Gelogen tegen de stewards
Naast het missen van de boot qua ontwikkeling, werd het seizoen voor McLaren afgetrapt met een groot schandaal. Na een mislukte kwalificatie startte Hamilton in Melbourne als achttiende, maar hij wist zich op indrukwekkende wijze naar de derde plek te vechten. Enkele dagen later kwam echter aan het licht dat zowel Hamilton als sportief directeur van McLaren Dave Ryan tegen de stewards hadden gelogen over het voorbij laten van Jarno Trulli achter de safety car.
Groot schandaal
Trulli raakte tijdens de safety car-periode van de baan, waardoor Hamilton aan hem voorbij ging. McLaren gaf de Brit vervolgens opdracht Trulli weer voorbij te laten, maar ontkende dit later tegenover de stewards. Trulli kreeg hierdoor een tijdstraf van 25 seconden voor inhalen achter de safety car. De aap kwam uit de mouw. Hamilton veloor zijn podium, Ryan verloor zijn baan. Het leidde tot een groot schandaal in een jaar waarin Hamilton een paar races won, maar zich niet kon mengen in het gevecht om de wereldtitel.
Tot slot in dit lijstje: Sebastian Vettel. Vettel en Red Bull Racing waren tussen 2010 en 2013 een onverslaanbare combinatie. De Duitser schreef vier keer achtereenvolgend het wereldkampioenschap op zijn naam, terwijl zijn team hetzelfde kunstje flikte bij de constructeurs. In 2014 brak echter het hybride-tijdperk aan in de Formule 1, en daarmee kwam er een einde aan de succesreeks.
Betrouwbaarheidsproblemen
Mercedes meldde zich als nieuwe dominante factor op het veld, terwijl Red Bull Racing kampte met grote betrouwbaarheidsproblemen aan de Renault-krachtbron. Daarnaast kon Vettel niet met zijn auto overweg.

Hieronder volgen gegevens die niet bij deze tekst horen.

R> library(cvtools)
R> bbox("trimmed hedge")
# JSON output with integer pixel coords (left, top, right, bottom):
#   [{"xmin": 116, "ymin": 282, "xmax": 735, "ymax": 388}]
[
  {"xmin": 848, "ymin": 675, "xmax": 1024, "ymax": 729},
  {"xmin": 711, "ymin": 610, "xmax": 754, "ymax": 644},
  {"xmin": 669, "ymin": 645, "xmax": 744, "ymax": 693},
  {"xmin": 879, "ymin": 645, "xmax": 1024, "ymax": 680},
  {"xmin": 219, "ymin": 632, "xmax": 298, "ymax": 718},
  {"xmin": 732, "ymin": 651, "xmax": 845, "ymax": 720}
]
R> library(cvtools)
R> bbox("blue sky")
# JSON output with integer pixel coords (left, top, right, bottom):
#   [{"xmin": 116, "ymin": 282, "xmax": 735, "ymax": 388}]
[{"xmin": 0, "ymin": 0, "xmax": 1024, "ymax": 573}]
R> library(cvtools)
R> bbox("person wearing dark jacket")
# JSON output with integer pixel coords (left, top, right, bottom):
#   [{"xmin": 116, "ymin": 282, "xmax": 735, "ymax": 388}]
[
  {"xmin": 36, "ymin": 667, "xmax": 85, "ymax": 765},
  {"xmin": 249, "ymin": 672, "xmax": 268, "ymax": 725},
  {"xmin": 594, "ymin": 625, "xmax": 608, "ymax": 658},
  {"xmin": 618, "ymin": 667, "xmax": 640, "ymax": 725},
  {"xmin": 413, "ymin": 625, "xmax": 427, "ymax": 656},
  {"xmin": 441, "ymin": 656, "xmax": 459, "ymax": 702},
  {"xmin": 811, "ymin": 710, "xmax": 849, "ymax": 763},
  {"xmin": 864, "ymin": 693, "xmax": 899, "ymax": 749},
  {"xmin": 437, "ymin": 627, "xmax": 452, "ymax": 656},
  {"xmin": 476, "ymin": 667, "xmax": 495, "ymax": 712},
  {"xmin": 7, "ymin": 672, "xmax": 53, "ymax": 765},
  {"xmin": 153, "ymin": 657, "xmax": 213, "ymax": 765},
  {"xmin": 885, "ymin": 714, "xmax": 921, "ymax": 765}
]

In Australië gaf zijn motor tijdens de trainingen de geest, kwalificeerde hij zich slechts als dertiende en viel hij op zondag na drie ronden uit met wederom technische problemen. Vettel wist het hele jaar geen race te winnen, en besloot aan het eind van het seizoen om naar Ferrari te vertrekken.